= Gerard baronets of Harrow on the Hill (1620) =

Escutcheon of the Gerard baronets of Bryn

The Gerard baronetcy of Harrow on the Hill was created in the Baronetage of England on 12 April 1620 for Gilbert Gerard of Flambards, Harrow on the Hill, Middlesex, who was Member of Parliament for Wigan 1614, Middlesex 1621–48 and Lancaster 1660.

His son the 2nd Baronet represented Seaford from 1641 to 1648, Middlesex 1659 and Bossiney in 1660. His son, the 3rd Baronet, was the member for Middlesex from 1685 to 1687, and 1689 to 1695, and Cockermouth from 1695 to 1698. His two brothers followed as 4th and 5th Baronets; the baronetcy was extinct on the death of the latter in 1716.

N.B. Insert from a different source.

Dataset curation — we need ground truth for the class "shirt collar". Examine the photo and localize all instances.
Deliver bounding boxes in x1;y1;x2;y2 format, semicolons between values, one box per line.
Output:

==Gerard of Harrow on the Hill, Middlesex (1620)==
- Sir Gilbert Gerard, 1st Baronet of Harrow on the Hill (1587–1670)
- Sir Francis Gerard, 2nd Baronet (1617–1680)
- Sir Charles Gerard, 3rd Baronet (1653–1701)
- Sir Francis Gerard, 4th Baronet (died 1704)
- Sir Cheeke Gerard, 5th Baronet (1662–1716)

==Extended family==
The Flambards estate passed to Elizabeth Gerard, daughter of the 3rd Baronet. She married, firstly in 1709, Warwick Lake, MP for Middlesex, who died in 1712. She married, secondly, Miles Stapleton, third son of Sir William Stapleton, 1st Baronet. Flambards was sold in 1767 to Francis Herne.